In this article we will learn Percentile_Disc Function of SQL Server 2012 (Denali)

Introduction

Sql Server 2012 has brought a lot of new functions for the T-Sql developers. In this article we will look into Percentile_Disc Function.

Purpose

An inverse distribution function which takes a percentile value and a sort specification and returns an element from the set.It accepts any numeric data-type or any non-numeric data-type that can be implicitly converted to a numeric data-type as it's argument and returns the same data-type as the numeric data-type of the argument.

Syntax

Percentile_Disc ( numeric_literal ) within group(Order by sort_expression [asc|desc]) OVER ([partition_by_clause])
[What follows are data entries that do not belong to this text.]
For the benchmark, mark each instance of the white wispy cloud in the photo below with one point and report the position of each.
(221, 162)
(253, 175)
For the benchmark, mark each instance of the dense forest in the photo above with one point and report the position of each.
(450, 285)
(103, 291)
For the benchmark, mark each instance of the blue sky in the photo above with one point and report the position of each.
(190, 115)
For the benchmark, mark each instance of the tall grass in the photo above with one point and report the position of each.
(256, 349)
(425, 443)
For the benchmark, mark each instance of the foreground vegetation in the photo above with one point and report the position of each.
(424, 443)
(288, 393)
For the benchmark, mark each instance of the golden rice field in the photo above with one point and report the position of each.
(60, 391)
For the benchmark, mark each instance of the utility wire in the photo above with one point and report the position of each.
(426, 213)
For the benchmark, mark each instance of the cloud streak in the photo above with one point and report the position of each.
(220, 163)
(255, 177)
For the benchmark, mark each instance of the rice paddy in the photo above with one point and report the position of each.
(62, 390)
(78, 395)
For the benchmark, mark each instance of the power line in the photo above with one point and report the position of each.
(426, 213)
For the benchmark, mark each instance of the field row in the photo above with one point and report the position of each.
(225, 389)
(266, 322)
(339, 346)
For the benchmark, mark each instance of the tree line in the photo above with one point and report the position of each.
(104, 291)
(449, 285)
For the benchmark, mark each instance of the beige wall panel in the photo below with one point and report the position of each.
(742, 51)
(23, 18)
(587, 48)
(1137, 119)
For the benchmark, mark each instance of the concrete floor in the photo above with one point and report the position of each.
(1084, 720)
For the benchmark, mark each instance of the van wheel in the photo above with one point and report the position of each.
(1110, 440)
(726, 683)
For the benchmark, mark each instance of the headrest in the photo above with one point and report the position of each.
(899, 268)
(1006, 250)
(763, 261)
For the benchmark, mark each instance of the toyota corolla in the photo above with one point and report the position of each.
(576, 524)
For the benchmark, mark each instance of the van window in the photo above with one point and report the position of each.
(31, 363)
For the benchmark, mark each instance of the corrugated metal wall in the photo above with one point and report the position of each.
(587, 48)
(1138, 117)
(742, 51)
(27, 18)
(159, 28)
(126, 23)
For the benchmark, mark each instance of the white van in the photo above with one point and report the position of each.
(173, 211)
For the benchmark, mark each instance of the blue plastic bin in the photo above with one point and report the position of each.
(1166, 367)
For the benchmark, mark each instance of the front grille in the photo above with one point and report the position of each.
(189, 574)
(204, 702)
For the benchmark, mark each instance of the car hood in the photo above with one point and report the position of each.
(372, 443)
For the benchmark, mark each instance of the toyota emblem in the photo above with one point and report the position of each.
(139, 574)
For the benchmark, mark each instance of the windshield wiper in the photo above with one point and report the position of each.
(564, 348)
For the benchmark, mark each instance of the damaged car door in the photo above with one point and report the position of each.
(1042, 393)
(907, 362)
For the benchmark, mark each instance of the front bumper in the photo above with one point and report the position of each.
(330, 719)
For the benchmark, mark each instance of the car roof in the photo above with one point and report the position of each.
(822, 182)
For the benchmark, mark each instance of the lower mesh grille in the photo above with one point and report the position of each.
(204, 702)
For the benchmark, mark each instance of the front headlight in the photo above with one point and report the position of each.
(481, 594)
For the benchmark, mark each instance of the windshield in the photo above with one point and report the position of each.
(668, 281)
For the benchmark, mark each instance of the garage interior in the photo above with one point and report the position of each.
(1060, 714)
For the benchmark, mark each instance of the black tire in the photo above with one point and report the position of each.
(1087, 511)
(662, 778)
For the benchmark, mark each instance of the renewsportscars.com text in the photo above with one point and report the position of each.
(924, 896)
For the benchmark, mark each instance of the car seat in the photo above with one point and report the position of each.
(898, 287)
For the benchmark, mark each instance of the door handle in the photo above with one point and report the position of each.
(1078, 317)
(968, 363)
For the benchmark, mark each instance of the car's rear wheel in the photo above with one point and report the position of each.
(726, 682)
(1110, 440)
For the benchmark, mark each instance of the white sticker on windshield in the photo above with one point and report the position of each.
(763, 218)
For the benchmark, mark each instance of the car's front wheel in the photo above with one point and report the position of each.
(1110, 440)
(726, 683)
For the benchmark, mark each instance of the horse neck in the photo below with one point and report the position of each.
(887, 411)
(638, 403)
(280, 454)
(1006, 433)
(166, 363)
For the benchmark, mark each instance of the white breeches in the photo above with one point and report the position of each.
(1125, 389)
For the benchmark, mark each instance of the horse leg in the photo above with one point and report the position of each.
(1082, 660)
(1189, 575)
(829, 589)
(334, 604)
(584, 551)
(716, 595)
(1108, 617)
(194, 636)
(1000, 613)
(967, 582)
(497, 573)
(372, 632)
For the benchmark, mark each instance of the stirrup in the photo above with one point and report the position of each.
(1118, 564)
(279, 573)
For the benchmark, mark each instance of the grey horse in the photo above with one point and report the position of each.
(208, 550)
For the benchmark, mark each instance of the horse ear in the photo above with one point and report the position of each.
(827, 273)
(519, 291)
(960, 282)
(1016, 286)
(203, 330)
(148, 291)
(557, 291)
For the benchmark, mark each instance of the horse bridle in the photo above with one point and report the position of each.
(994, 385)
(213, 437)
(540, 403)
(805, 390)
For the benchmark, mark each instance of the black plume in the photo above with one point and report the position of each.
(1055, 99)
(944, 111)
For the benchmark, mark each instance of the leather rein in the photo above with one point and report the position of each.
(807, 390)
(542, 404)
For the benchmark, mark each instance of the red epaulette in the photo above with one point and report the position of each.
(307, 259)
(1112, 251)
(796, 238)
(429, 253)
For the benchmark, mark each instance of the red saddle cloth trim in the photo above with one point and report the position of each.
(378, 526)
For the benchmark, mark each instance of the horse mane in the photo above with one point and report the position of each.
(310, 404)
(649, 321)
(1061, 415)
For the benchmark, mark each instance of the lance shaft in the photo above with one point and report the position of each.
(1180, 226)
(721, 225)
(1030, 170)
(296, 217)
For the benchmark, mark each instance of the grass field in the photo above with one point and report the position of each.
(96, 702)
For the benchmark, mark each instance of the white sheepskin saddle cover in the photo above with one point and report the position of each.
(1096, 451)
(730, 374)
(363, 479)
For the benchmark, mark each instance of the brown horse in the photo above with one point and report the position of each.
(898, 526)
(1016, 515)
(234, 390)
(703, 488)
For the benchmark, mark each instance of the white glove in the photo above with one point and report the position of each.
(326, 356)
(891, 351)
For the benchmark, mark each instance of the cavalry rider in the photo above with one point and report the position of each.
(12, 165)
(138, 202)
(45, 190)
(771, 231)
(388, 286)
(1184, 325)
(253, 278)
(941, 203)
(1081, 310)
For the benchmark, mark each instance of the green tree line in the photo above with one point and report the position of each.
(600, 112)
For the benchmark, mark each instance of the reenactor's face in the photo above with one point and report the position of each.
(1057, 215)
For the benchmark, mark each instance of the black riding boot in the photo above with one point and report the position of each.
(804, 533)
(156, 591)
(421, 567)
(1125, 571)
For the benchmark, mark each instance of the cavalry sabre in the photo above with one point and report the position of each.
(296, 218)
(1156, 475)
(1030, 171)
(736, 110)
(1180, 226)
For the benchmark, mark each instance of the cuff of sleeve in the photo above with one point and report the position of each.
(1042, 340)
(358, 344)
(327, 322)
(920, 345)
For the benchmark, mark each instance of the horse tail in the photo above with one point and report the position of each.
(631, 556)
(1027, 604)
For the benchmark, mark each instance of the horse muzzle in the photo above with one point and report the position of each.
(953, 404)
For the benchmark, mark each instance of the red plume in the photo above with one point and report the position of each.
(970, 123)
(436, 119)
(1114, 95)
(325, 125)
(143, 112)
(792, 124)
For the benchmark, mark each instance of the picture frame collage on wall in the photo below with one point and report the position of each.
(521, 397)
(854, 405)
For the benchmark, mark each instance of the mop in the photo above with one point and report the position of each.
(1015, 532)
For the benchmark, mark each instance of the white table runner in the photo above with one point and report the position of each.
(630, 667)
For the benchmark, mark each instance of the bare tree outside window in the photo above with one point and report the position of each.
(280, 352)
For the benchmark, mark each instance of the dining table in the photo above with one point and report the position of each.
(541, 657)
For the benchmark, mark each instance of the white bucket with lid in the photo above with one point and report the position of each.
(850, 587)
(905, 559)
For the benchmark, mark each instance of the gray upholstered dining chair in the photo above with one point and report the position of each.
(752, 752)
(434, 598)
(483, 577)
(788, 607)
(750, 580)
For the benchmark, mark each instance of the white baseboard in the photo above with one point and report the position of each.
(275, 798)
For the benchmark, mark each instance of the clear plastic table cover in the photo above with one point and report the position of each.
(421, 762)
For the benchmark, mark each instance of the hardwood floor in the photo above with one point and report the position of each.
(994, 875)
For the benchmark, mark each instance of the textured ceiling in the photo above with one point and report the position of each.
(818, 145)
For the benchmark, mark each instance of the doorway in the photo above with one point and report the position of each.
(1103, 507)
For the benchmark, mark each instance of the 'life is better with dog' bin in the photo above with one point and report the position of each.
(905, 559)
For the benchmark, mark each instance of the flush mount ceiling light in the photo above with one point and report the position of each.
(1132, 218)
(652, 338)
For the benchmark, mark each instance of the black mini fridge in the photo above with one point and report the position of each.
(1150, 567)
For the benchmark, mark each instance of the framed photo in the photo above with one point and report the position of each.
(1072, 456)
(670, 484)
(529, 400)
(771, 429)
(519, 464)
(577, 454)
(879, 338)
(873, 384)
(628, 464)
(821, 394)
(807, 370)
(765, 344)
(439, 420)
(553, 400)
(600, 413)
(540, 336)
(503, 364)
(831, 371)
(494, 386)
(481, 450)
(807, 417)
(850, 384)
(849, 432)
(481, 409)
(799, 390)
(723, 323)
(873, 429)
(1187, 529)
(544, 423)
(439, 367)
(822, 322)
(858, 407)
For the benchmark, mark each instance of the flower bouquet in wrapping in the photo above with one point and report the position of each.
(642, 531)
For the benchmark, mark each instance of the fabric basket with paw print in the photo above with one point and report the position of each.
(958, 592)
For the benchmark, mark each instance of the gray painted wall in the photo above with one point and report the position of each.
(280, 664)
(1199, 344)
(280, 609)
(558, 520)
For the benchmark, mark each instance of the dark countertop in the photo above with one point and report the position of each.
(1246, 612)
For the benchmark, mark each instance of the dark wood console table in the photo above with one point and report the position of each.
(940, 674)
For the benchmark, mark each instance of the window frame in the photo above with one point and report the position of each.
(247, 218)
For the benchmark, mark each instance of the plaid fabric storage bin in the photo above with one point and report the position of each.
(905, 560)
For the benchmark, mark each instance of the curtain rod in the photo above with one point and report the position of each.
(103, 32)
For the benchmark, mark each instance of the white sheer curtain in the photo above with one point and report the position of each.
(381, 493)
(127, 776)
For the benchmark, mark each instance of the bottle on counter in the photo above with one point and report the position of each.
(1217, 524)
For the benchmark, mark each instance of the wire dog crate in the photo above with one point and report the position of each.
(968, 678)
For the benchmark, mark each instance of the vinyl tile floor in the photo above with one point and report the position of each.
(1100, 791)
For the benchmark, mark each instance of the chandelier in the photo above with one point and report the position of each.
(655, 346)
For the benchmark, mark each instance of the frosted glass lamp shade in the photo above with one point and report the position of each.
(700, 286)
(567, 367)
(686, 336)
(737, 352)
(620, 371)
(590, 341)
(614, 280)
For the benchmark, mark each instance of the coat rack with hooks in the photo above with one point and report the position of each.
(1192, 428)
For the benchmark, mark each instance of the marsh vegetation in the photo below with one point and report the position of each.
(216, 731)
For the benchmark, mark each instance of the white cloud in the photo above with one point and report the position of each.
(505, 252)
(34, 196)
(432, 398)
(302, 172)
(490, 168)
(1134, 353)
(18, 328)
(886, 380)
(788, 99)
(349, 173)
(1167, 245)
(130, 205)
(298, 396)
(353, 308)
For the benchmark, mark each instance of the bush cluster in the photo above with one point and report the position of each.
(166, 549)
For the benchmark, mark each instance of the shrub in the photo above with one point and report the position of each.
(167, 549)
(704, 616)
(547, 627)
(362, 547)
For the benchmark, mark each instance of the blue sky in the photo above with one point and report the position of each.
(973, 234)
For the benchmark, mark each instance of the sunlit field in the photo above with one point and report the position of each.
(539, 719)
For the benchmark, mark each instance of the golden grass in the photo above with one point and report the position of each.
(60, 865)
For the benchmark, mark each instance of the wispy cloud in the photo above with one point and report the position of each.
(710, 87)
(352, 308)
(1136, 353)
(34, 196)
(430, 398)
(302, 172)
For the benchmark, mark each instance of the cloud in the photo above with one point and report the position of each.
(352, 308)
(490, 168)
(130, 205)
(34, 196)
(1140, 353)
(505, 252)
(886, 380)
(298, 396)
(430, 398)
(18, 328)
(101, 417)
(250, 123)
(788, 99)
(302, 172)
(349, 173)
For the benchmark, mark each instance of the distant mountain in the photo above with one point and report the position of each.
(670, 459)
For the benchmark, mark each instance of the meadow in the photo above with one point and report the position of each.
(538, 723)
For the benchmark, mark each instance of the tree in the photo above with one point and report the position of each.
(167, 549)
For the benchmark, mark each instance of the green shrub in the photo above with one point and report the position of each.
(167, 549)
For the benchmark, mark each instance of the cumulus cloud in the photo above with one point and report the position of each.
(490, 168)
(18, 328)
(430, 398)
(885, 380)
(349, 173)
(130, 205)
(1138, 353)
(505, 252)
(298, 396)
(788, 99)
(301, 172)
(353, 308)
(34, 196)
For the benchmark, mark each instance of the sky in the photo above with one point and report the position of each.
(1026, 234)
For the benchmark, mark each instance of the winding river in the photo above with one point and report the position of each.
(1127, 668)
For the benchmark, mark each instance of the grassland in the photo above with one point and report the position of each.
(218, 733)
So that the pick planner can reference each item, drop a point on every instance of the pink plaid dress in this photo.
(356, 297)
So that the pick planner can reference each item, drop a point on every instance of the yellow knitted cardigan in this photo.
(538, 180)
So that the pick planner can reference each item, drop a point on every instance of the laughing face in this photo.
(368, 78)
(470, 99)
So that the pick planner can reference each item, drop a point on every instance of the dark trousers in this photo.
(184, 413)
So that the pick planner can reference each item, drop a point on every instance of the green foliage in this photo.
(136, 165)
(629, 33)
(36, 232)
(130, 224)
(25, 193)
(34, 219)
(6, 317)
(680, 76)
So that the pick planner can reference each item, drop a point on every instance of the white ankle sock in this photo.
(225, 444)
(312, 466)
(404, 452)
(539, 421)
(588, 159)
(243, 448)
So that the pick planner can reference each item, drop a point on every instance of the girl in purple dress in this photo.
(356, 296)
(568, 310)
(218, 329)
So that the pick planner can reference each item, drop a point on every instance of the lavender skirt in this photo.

Logic behind Percentile_Disc

Well this function can be defined as under

Percentile_Disc = Cumulative_Distribution  * N 

Where,

N = Total number of rows or records.

e.g. We have a set with 10 elements. We need to find the Percentile_Disc of the 7th row.Let us first find the Cumulative_distribution as

So, Cumulative_Distribution = (7)/(10) = 0.7

So, Percentile_Disc = Cumulative_Distribution * N = 0.7 * 10 = 7

The range of values return by this function is between 0 to 1 inclusive. The return data type is always a positive number.

A case study

Let us first create the environment

 IF EXISTS (SELECT * FROM sys.objects WHERE name = N'MatchTable' AND type = 'U')
    DROP TABLE MatchTable
GO
SET ANSI_NULLS ON
GO
--Create the table
CREATE TABLE [dbo].[MatchTable](
	[MatchID] [int] IDENTITY(1,1) NOT NULL,
	[MatchGroup] [varchar](8) NULL,
	[MatchBetween] [varchar](50) NULL,
	[ScheduleDate] [date] NULL
) ON [PRIMARY]
GO

--Insert records
Insert Into MatchTable Values
('Group-A','India VS Australia','08/14/2011')
,('Group-A','India VS Pakistan','08/15/2011')
,('Group-A','India VS Newzealand','08/16/2011')
,('Group-A','Australia VS Pakistan','08/17/2011')
,('Group-A','Australia VS Newzealand','08/18/2011')
,('Group-A','Newzealand VS Pakistan','08/19/2011')
,('Group-B','USA VS WestIndies','08/20/2011')
,('Group-B','USA VS Ireland','08/21/2011')
,('Group-B','USA VS Bangaladesh','08/22/2011')
,('Group-B','WestIndies VS Ireland','08/23/2011')
,('Group-B','WestIndies VS Bangaladesh','08/24/2011')
,('Group-B','Ireland VS Bangaladesh','08/25/2011')

-- Project the records
Select * From MatchTable

Now let us run the below query

SELECT [MatchID]
      ,[MatchGroup]
      ,[MatchBetween]
      ,[ScheduleDate]
      ,PercentileDisc =PERCENTILE_DISC(.6) WITHIN GROUP (ORDER BY MatchID)OVER(PARTITION BY [MatchGroup])
      ,Cume_Dist() Over(Partition By [MatchGroup] Order By MatchID) As CumilativeDistribution
     ,PercentileDiscByFormula = Cume_Dist() Over(Partition By [MatchGroup] Order By MatchID) * (6)	 
  FROM MatchTable
 

Now let us analyze the 4th Record i.e. Match Id = 4. We have a total of 6 records in Group-A hance N = 6. And the cumulative distribution was 0.666666666666667.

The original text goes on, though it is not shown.